He dropped to one knee, bowed his head.

Felisin smiled.
Half-measured. Very pragmatic, L'oric. I have missed you
.

She saw his wry answering smile there in the shadows cast by his hood.

Finished with the three men, Felisin's attention returned to the crowd awaiting her next pronouncement. Silence gripped the air.
What is left?
“We must march, my children. Yet that alone is not enough. We must
announce
what we are about to do, for all to see.”

The goddess was ready.

Felisin
—Sha'ik Reborn—
raised her arms.

The golden dust twisted above her, corkscrewed into a column. It grew. The spout of raging wind and dust burgeoned, climbed skyward, drawing in the desert's gilded cloak, the breath clearing the vast dome on all sides, revealing a blue expanse that had not been seen for months.

And still the column grew, surging higher, ever higher.

The Whirlwind was naught but preparation for this. This, the raising of Dryjhna's standard, the spear that is the Apocalypse. A standard to tower over an entire continent, seen by all. Now, at last, the war begins. My war
.

Her head tilted back, she let her sorcerous vision feast on what was rising to the very edge of heaven's canopy.
Dear sister, see what you've made
.

 

The crossbow jolted in Fiddler's hands. A gout of fire bloomed in the heaving mass of rats, blackening and roasting scores of the creatures.

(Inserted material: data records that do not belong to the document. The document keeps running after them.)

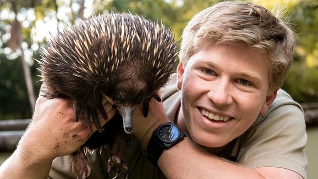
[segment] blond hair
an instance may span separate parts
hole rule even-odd
[[[222,2],[196,15],[184,29],[179,57],[184,66],[207,43],[243,43],[268,54],[269,90],[283,84],[292,63],[295,34],[265,8],[250,2]]]

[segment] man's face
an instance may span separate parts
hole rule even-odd
[[[266,112],[276,96],[268,94],[267,62],[245,45],[220,45],[198,51],[185,68],[179,65],[184,122],[195,142],[223,146]]]

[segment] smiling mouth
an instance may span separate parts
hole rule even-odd
[[[201,112],[201,114],[202,114],[203,115],[206,116],[209,119],[215,121],[219,121],[220,122],[226,122],[233,118],[233,117],[227,116],[226,115],[216,114],[204,109],[201,109],[200,110],[200,111]]]

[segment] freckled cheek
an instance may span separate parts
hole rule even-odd
[[[243,98],[238,103],[239,104],[239,111],[241,112],[243,118],[254,120],[258,116],[261,110],[262,103],[258,97],[251,97]]]

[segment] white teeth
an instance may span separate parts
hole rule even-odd
[[[209,112],[208,111],[204,109],[201,109],[201,113],[202,115],[208,117],[209,119],[216,121],[221,120],[223,121],[227,121],[229,120],[230,118],[230,117],[229,116],[219,114],[215,114],[212,112]]]
[[[219,114],[216,114],[214,116],[214,118],[212,119],[214,119],[216,121],[218,121],[220,119],[220,115]]]

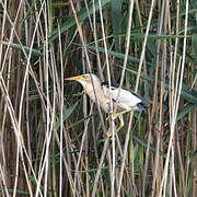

From point, the sapper had become rearguard, as the group retreated from Gryllen's nightmare pursuit. “The D'ivers has stolen powerful lives,” said Apsalar, and Mappo, struggling to pull Icarium back, had nodded. “Gryllen has never before shown such…capacity…”

Capacity. Fiddler grunted, chewing at the word. The last time he'd seen this D'ivers, the rats had been present in their hundreds. Now they were in their thousands, perhaps tens of thousands—he could only guess at their numbers.

The Hound Gear had rejoined them and now led their retreat down side tracks and narrow tunnels. They were seeking to circle around Gryllen—they could do naught else.

Until Icarium loses control, and gods, he's close. Far too close
.

The sapper reached into his munitions, his fingers touching his last cusser, then brushing past, finding instead another flamer. No time to affix it to a quarrel, and he was running out of those anyway. The swarm's lead creatures, scampering toward him, were no more than half a dozen paces away. Fiddler's heart stuttered in his chest
—Have I let them get too close this time? Hood's breath!
He flung the grenado.

Roast rat
.

Heaving bodies swallowed the liquid fire, rolled and tumbled toward him.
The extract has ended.